This has specific consequences for women, especially women in relationships with partners or relatives who use or sell drugs, as well as women who have no other choice but to become involved in the drug trade in order to support their families in the “absence of living wage jobs and in the face of cuts to public assistance." The War on Drugs has a specific and devastating impact on women.
The Sentencing Reform Act of 1984 eradicated the existing parole system and replaced it with a “determinate method” of sentencing that based all federally imposed sentences on mandatory guidelines.
In the same year, Congress enacted statutes imposing mandatory minimum sentences for drug and weapons offenses, as well as adopted definitions of “drug related activities” and harsh sentences for those with any connection to drugs.

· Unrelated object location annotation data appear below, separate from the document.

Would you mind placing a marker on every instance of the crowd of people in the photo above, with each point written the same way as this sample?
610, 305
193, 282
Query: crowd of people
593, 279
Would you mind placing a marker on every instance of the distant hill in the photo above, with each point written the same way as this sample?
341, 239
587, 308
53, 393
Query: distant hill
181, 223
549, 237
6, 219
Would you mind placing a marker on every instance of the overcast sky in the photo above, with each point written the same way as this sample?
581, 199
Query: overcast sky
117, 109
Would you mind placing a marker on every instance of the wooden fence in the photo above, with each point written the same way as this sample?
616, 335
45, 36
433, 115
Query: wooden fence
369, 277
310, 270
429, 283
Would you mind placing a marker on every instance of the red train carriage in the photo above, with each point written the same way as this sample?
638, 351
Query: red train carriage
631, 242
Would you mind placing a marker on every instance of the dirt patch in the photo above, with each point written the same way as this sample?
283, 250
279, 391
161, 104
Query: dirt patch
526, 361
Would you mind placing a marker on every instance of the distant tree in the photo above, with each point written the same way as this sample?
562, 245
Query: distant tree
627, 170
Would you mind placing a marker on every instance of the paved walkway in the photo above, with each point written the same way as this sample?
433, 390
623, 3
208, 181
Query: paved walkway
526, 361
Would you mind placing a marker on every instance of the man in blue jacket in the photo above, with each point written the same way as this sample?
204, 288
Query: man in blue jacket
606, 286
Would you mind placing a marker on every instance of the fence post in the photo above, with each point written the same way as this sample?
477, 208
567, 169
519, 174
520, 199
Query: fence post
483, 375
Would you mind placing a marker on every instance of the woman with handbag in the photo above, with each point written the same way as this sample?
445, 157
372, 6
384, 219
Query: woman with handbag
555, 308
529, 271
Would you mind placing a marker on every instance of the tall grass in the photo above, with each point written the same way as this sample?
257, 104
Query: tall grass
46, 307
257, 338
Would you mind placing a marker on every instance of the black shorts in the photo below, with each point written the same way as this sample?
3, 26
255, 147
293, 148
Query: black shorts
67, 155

With use of the strategies, institutions, and bureaucracy already developed at the state and local levels during the War on Crime, Reagan made national programs far more punitive by the end of the 1980s.
At the same time, the social service centers that had been founded during the War on Poverty in the 1960s were “nowhere to be found in some of the most vulnerable and isolated neighborhoods in American cities.” President Reagan’s Comprehensive Crime Control Act of 1984 focused on the activities of inner-city youth and small-time drug dealers.
Within the US, the rate of female incarceration increased fivefold in a two decade span ending in 2001; the increase occurred because of increased prosecutions and convictions of offenses related to recreational drugs, increases in the severity of offenses, and a lack of community sanctions and treatment for women who violate drug laws.